Seit nunmehr fast zehn Jahren ist Graudenz um eine – buchstäblich heraus­ra­gende – Touris­ten­at­traktion reicher. Deren Beliebtheit hat denje­nigen Recht gegeben, die sich dafür einge­setzt hatten, auf dem Schlossberg einen Aussichtsturm zu errichten, denn von hier aus hat man jetzt nicht nur eine phantas­tische Sicht auf die Anlage der Stadt und ihre histo­ri­schen Gebäude sowie auf die gemächlich dahin­strö­mende Weichsel, sondern kann auch unter besten Bedin­gungen in weiter Ferne sogar Kulm oder Schwetz ausmachen.
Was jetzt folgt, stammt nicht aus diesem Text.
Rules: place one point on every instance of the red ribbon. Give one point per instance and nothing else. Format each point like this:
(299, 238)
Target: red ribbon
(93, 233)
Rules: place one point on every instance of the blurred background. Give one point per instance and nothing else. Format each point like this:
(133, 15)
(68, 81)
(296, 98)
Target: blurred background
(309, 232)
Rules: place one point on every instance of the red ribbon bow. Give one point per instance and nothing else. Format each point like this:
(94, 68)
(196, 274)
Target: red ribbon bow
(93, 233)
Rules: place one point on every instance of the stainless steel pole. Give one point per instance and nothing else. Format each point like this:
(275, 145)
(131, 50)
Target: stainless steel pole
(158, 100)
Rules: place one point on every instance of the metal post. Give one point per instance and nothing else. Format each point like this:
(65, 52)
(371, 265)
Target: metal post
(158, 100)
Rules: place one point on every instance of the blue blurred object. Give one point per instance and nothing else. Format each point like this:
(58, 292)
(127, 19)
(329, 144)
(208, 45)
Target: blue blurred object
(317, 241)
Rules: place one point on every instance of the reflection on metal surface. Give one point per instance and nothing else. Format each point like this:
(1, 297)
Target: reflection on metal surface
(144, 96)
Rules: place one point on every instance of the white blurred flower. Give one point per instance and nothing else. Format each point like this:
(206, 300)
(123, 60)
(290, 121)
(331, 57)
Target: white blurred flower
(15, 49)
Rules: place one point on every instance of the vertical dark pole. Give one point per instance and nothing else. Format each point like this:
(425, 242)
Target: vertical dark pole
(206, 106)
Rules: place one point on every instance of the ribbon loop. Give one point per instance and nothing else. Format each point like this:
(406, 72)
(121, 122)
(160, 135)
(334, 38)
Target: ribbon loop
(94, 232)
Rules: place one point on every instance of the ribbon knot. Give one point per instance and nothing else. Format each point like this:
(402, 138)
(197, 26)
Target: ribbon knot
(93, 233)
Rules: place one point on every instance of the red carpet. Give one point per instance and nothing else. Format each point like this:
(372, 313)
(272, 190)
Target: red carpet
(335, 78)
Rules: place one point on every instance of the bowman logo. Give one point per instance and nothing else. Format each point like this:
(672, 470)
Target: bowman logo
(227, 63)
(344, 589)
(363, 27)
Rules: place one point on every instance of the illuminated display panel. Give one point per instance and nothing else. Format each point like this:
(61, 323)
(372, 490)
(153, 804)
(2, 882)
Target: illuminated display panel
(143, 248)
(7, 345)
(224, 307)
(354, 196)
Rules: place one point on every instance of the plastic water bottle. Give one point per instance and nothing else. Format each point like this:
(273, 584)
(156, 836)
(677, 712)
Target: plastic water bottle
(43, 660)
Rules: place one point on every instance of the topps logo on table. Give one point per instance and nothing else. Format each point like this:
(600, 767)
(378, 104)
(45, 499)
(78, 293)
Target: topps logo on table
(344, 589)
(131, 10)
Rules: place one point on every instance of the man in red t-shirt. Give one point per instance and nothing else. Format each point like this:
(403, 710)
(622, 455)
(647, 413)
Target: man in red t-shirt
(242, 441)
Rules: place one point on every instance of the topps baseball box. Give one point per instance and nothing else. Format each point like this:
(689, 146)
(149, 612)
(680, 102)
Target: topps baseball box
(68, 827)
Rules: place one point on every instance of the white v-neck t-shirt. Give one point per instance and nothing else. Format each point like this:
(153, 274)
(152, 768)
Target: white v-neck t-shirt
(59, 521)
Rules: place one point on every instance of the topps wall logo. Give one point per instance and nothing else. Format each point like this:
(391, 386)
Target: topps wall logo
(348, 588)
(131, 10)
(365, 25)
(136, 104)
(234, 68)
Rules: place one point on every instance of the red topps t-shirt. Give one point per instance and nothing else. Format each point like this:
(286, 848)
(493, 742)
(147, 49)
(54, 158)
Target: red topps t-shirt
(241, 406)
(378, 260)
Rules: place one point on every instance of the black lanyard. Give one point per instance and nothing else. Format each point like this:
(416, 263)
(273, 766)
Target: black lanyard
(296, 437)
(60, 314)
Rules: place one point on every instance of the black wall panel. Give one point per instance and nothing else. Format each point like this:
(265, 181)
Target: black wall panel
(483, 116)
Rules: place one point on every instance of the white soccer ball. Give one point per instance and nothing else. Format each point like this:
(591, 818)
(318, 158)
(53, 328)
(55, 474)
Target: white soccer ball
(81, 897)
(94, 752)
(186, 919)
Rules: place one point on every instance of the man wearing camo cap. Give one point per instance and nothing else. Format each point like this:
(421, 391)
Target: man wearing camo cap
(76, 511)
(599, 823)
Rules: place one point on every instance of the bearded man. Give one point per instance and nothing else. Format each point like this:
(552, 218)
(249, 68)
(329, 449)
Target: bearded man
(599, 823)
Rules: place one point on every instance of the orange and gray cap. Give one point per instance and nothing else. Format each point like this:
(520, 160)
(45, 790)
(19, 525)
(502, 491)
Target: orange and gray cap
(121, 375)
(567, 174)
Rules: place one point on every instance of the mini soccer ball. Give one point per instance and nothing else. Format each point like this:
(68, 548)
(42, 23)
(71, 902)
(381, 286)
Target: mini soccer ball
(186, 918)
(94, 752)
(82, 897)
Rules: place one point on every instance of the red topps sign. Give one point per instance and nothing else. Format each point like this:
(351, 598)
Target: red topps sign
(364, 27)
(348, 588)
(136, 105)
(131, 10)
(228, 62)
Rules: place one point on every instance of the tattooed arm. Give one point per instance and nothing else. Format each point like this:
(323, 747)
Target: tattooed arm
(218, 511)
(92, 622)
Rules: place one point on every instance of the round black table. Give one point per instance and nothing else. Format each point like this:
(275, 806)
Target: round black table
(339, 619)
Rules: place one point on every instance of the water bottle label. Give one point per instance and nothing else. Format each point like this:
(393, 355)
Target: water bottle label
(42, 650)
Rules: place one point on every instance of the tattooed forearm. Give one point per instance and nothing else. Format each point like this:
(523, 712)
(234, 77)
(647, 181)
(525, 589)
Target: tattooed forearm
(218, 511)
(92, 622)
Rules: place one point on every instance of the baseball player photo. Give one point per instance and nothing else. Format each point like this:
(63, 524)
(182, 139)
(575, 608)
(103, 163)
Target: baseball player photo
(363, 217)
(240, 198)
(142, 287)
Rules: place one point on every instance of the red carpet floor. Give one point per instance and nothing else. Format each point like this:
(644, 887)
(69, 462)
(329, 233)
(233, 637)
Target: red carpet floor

Haben die Besucher das großartige Panorama ausgiebig erkundet und wollen wieder hinun­ter­steigen, wird ihr Blick – wie derjenige unseres Photo­graphen – durch die Abwärts­spirale des Treppen­ver­laufs geradezu magisch hinab in die Tiefe bis zu einem hellleuch­tenden zentralen Punkt angezogen: Hier befand sich das Verlies des damals 30 Meter hohen Bergfrieds, der innerhalb der Deutsch­or­densburg Ende des 13. Jahrhun­derts errichtet worden war; und hier musste einst auch der in der Schlacht von Tannenberg ungetreue Kulmische Ritter Nicolaus von Renys bis zum Mai 1411 auf seine Hinrichtung warten.

Zahlreiche Schau­tafeln mit großen Repro­duk­tionen werden im Aufgang gezeigt, und sie infor­mieren über die Geschichte des Turms, der schließlich am 5. März 1945 von der Wehrmacht gesprengt worden war. Reste des Gemäuers blieben über Jahrzehnte unter einem Erdhügel verborgen. Eine origi­nal­ge­treue Rekon­struktion wurde nicht erwogen, statt­dessen entstand 2014 an dieser Stelle ein nüchterner Funkti­onsbau aus Ziegeln und Stahl­beton, der nun die Erinnerung an ein bauliches Zeugnis der Ordenszeit wachhält und zugleich die Möglichkeit eröffnet, einen präch­tigen Ausblick auf Stadt und Land zu genießen.